The CDC has also refined guidelines on fluoridation in recent years. In 2015, water fluoridation recommendations dropped to 0.7 mg per liter of water, from 0.7 to 1.0 mg per liter, depending on climate. Later the CDC released a report in 2019 which advised parents of children under the age of two to talk to their dentist about fluoridated toothpaste, and reminded parents of children under the age of three to only use a ‘grain of rice’ smear.

While critics say federal agency recommendations are lagging behind, the U.S. government’s National Institutes of Health (NIH) has become one of the leading funders of research into fluoride’s potential impact on IQ.

“Receiving funding from the NIH shows that they are interested in this important issue,” said Christine Till, assistant professor at York University in Canada and co-investigator at Lanphear, whose grant study dental dentin and Neurodevelopment in Canada was funded by the NIH but rejected by the Canadian government.

Others, such as Ashley Malin, professor of epidemiology at the University of Florida, and Dana Goin, assistant professor of epidemiology at Columbia University, have also received NIH funding to investigate the non-dental health effects of fluoride.

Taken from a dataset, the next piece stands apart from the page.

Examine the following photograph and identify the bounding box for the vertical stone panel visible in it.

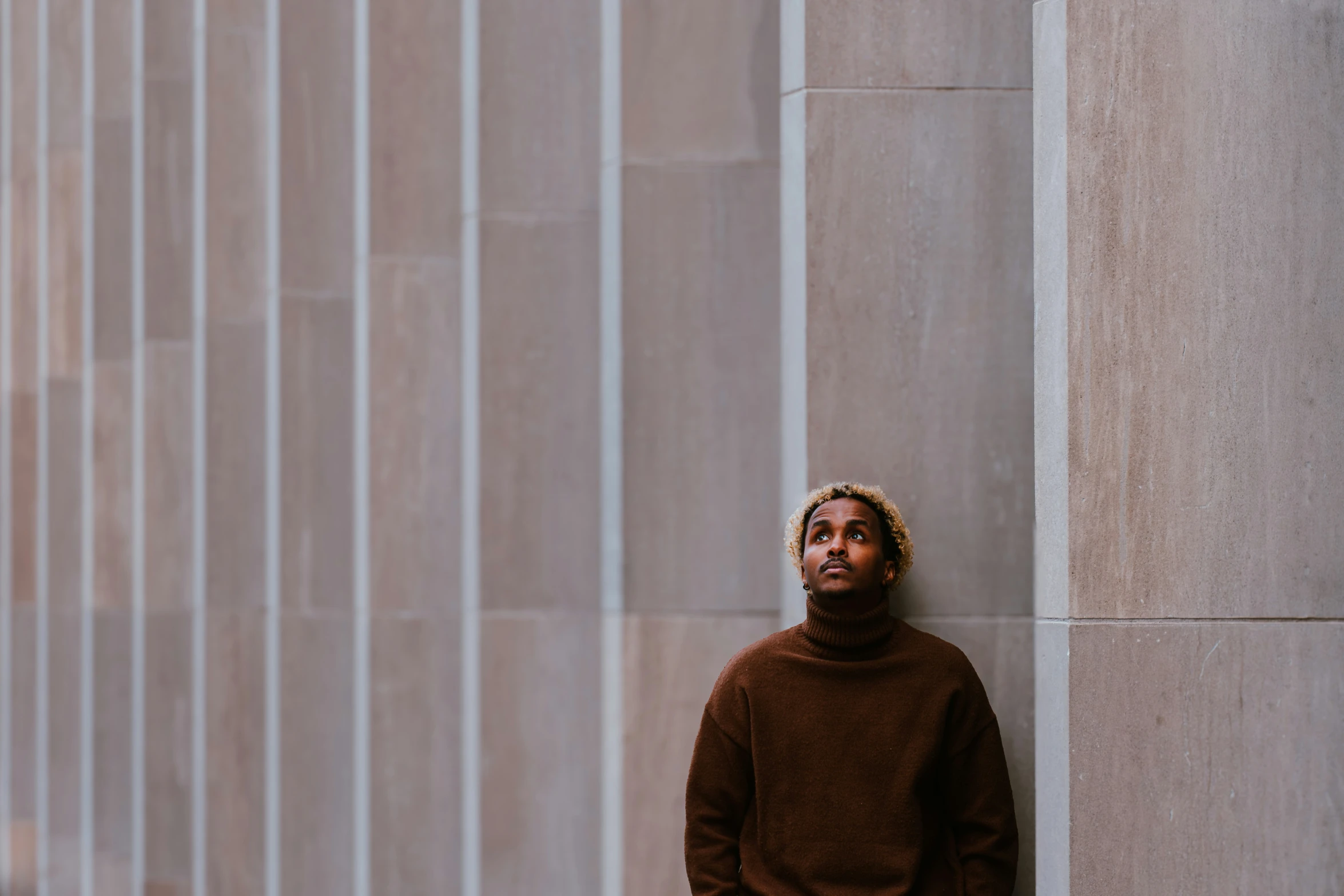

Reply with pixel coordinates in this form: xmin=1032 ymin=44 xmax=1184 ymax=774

Malin studies the impact of fluoride on children’s sleep and Goin investigates reproductive health effects.

“A lot is being done in this area, especially in the US,” says Goin. “Hopefully, the results of these studies will help determine whether the EPA drinking water regulations and the CDC recommendations for water fluoridation provide an adequate balance between improvements in dental health from fluoridation and any potential negative effects.”

Goin’s current funding builds on her previous work, which found that water fluoridation was not associated with small-for-gestational age or preterm birth. She is now investigating whether fluoride is associated with gestational diabetes.

Malin added that it is a sign of “progress” that the studies can be discussed: “More than a decade ago, it was quite controversial to even ask the question of whether optimal fluoridated water, or its concentration in drinking water, affects neurological could influence development.”